Как выжить в этом хаосе неопределённости, в этом мире, который внезапно стал таким чужим и враждебным, словно она попала на другую планету? Как найти в себе силы двигаться дальше, когда кажется, что все двери закрыты и надежда умерла? Эти вопросы роились в ее голове, как потревоженный улей, жаля ее сомнениями и страхом, словно ядовитые пчелы. Она чувствовала себя маленькой лодкой в бушующем океане, без руля и ветрил, обреченной на гибель. Но где-то глубоко внутри, под слоем отчаяния, всё ещё теплился огонёк надежды — слабый, но упрямый, и именно он заставлял её дышать, заставлял её продолжать ждать, словно последняя искра в кромешной тьме.

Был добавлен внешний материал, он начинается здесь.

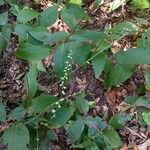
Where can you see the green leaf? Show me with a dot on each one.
(31, 81)
(17, 114)
(118, 74)
(77, 11)
(147, 79)
(116, 4)
(88, 35)
(62, 115)
(92, 146)
(32, 52)
(2, 112)
(119, 120)
(2, 2)
(3, 18)
(48, 16)
(95, 123)
(122, 29)
(26, 15)
(146, 117)
(133, 56)
(75, 131)
(55, 37)
(22, 31)
(17, 137)
(144, 41)
(78, 2)
(40, 33)
(69, 19)
(82, 103)
(112, 138)
(98, 64)
(42, 103)
(141, 4)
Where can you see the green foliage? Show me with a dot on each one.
(112, 138)
(2, 112)
(31, 81)
(40, 114)
(141, 4)
(4, 18)
(61, 117)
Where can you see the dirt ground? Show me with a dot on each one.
(12, 72)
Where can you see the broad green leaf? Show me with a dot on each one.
(62, 115)
(75, 131)
(146, 117)
(2, 112)
(112, 138)
(116, 4)
(133, 56)
(144, 41)
(17, 137)
(122, 29)
(119, 120)
(32, 52)
(42, 103)
(46, 144)
(55, 37)
(141, 4)
(81, 103)
(147, 79)
(69, 19)
(92, 146)
(40, 66)
(22, 31)
(26, 15)
(3, 18)
(31, 81)
(95, 123)
(78, 2)
(88, 35)
(40, 33)
(3, 43)
(17, 114)
(118, 74)
(98, 64)
(99, 2)
(48, 16)
(77, 11)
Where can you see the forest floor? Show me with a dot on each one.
(107, 101)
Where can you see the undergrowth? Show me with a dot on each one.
(35, 120)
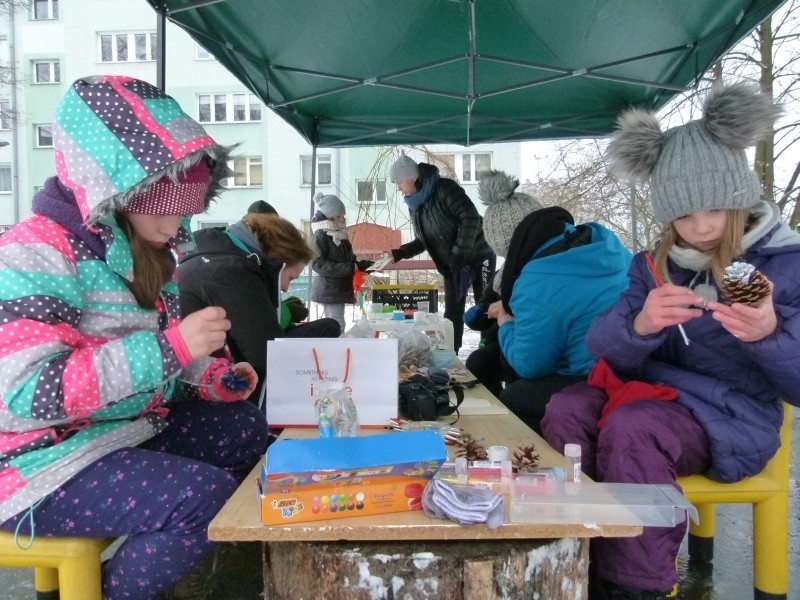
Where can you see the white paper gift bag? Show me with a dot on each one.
(297, 367)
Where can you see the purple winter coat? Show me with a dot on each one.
(733, 389)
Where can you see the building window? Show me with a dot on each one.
(44, 136)
(128, 47)
(468, 167)
(44, 10)
(46, 71)
(247, 172)
(323, 169)
(371, 191)
(228, 108)
(5, 114)
(5, 179)
(201, 53)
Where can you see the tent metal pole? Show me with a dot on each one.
(634, 221)
(161, 40)
(311, 203)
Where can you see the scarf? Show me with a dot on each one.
(336, 231)
(421, 197)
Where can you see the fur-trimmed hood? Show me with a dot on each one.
(115, 135)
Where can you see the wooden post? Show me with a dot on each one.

— Эмили! Эмили, немедленно спускайся! — прозвучал как раскат грома, сотрясая не только пыльные балки чердака, где ютилась девушка, но, казалось, и саму ее душу. Властный, безапелляционный тон не терпел возражений. - Хватит прохлаждаться! Работа сама себя не сделает, а здесь, знаешь ли, не богадельня!
Голос эхом разнёсся по узким коридорам, достигая даже самых отдалённых уголков пансионата, заставляя постояльцев невольно вздрагивать и ускорять шаг. Все знали: когда голос миссис Грант становится таким стальным, лучше не попадаться ей под руку.